# **Project: Football Data Analysis**

## Table of Contents

# **Introduction**

---

> This is an extensive dataset of football/soccer teams, players, leagues and matches played for the duration of 2008 to 2016. It is a dataset suited for machine learning but I am just performing exploratory data analysis with it. As a result, I will not be making use of a lot of the data from this dataset.
> 
> After studying the tables, I have come up with some questions that I plan to explore:
> 
> 1. 

# **Loading The Data**

---


### Importing all modules and packages that will be used


In [104]:
import pandas as pd
import numpy as np
import matplotlib.pyplot as plt
import seaborn as sns
% matplotlib inline

import sqlite3
from sqlalchemy import create_engine

import pprint


UsageError: Line magic function `%` not found.

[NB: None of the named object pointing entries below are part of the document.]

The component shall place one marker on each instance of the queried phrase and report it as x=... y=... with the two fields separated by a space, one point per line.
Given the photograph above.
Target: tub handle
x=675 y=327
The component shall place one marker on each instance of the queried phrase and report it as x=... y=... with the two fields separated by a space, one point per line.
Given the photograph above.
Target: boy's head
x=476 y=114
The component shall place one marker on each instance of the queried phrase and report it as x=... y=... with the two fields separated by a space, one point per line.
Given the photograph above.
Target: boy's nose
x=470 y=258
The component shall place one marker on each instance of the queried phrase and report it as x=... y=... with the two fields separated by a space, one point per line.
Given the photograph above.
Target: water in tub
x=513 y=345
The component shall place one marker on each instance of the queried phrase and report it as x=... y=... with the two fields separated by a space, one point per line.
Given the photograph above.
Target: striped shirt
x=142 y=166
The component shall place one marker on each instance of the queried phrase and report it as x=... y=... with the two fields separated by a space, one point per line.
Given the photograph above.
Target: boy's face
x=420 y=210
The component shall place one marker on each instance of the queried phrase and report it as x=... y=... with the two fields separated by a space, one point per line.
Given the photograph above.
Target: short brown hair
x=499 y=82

### Connecting to the SQLite database


In [47]:
# This code connects to the database through sqlite3
# This enables the database to be queried with traditional SQL code
load = sqlite3.connect('database.sqlite')
cursor = load.cursor()

# This code connects to the database through sqlalchemy
# This enables the database tables to be stored in a pandas dataframe and analyzed with python code and packages
engine = create_engine('sqlite:///database.sqlite')


### Listing all tables in the database


In [48]:
# This code checks the database to list all tables inside
cursor.execute('SELECT name from sqlite_master where type= "table"')
pprint.pprint(cursor.fetchall())


[('sqlite_sequence',),
 ('Player_Attributes',),
 ('Player',),
 ('Match',),
 ('League',),
 ('Country',),
 ('Team',),
 ('Team_Attributes',)]


> Even though the above list contains 8 tables, there are actually 7 tables in the database. The first table `sqlite_sequence` is automatically generated by [SQLite](https://www.sqlite.org/autoinc.html#:~:text=The%20sqlite_sequence%20table%20is%20created,%2C%20INSERT%2C%20and%20DELETE%20statements.) to keep track of the other tables.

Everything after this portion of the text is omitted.